After applying for a scholarships and being successfully selected normally a personal interview follows. Interviews are conducted in many different ways. Some interviewers use pre-written questions so they can directly compare answers. Others adopt a more conversational approach in order to get a better understanding of the candidates’ personalities.
You will often be asked to summarise your CV. This question can be asked in many different ways. For example, the interviewer could ask: “Tell me a bit about yourself”. You should focus on your experience and achievements to date when asked this question.
You should start with your degree. Talk about what you achieved, and when you received it. Of course you won’t have time to tell your whole life story. Instead you should focus on the most important milestones. Highlight areas of your CV that are relevant to the objectives of the organisation to which you are applying. And give your interviewer time to ask questions about what you are saying.
Another question that is frequently asked is why you should receive the scholarship, so you should be prepared for this question. Your answer should highlight your strengths, but should not make a direct comparison with other candidates. For example, don’t say you are the most socially committed candidate. Instead show your experience in this field. The strengths that you highlight should be in the order of importance to the scholarship. You should avoid vacuous statements though. Instead try to explain each of them with a few examples.
Many organisations and funding institutions have a clear focus. For example, they might be politically oriented so an interviewer might ask you about your political position. You won’t normally be asked to comment directly about the party, but political issues can be discussed.
Many interviewers ask questions about topical stories in the news. When doing this they are trying to find out if you're interested in the events of the day, and if you can argue clearly and structurally. This helps them learn something about your personality. So make sure you know what is happening in the news so you can engage in this sort of discussion. It is embarrassing if you only learn about a particular topic during the interview.

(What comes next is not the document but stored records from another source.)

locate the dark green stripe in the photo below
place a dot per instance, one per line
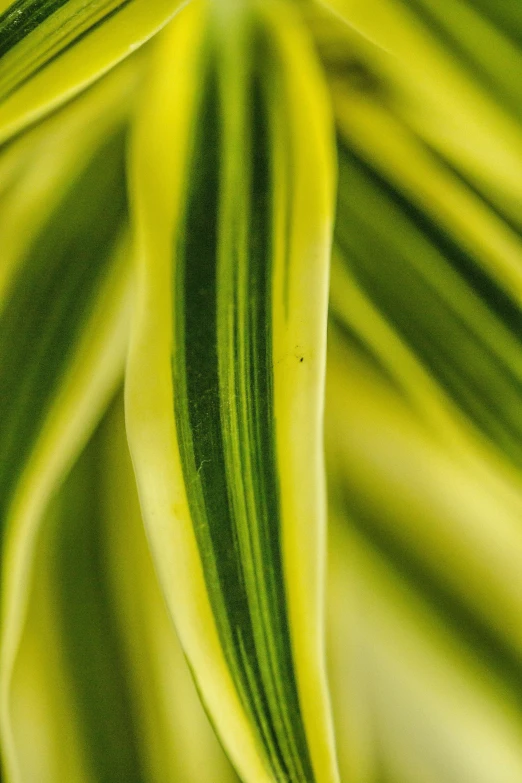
(454, 611)
(201, 411)
(49, 302)
(91, 646)
(480, 379)
(22, 17)
(79, 27)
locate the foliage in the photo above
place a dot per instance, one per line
(191, 194)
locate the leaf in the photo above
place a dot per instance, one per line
(63, 334)
(423, 706)
(52, 49)
(232, 186)
(98, 660)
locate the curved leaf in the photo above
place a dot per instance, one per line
(233, 189)
(66, 306)
(52, 49)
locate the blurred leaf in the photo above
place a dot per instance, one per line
(233, 189)
(52, 49)
(98, 660)
(63, 334)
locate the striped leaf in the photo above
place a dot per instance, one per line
(52, 49)
(98, 660)
(224, 397)
(65, 305)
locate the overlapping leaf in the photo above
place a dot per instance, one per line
(98, 661)
(224, 395)
(63, 332)
(52, 49)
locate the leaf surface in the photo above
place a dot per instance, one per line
(233, 189)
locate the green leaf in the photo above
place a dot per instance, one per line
(52, 49)
(65, 306)
(233, 182)
(98, 660)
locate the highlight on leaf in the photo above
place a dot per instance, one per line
(234, 211)
(190, 192)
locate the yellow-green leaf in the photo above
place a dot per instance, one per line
(65, 306)
(52, 49)
(233, 187)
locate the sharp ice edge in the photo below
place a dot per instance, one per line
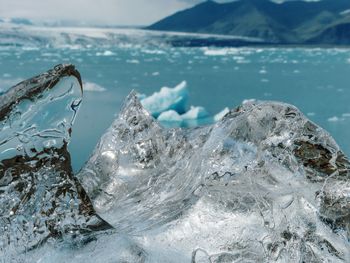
(264, 184)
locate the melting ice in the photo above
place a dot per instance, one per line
(264, 184)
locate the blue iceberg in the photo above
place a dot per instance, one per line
(170, 107)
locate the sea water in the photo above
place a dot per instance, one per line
(316, 80)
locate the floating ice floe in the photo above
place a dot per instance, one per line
(264, 184)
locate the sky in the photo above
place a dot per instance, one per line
(111, 12)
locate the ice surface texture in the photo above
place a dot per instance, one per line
(264, 184)
(39, 197)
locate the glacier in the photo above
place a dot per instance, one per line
(170, 107)
(263, 184)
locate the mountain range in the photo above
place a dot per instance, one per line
(324, 22)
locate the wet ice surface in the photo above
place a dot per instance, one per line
(264, 184)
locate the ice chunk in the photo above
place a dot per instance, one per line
(170, 115)
(264, 184)
(221, 114)
(167, 99)
(195, 113)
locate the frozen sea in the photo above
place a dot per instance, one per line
(315, 80)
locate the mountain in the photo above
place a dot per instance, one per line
(291, 22)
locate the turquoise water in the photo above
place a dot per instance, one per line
(317, 81)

Interviewers like to learn about your strengths and weaknesses so they can see whether you are able to judge realistically. Of course you will want to leave a positive impression so you should focus on your strengths. But make sure you include weaknesses as well as you don’t want to be perceived as being unable to accept criticism. And make sure they are genuine weaknesses.
You should first list three strengths with examples. Then you can name your weaknesses, although make sure they have little value to the selection criteria for the scholarship. It is best to say that this was primarily a weakness in the past which you have worked on. And explain what you have learned from this weakness. But avoid the most common mistakes.
You will often be asked about your future plans. Your interviewer wants to see how determined you are, and they want to assess your decision making abilities. Do not be uncertain or say that you haven’t thought about it yet. If you are not sure you should still give some options. And highlight the one that you are most keen on.
Many interviewers end with asking if you have any questions. Saying no is not a good answer. This can leave an impression that you don’t care, or that you are not prepared. So try to prepare some questions that you can ask at the end of your interview.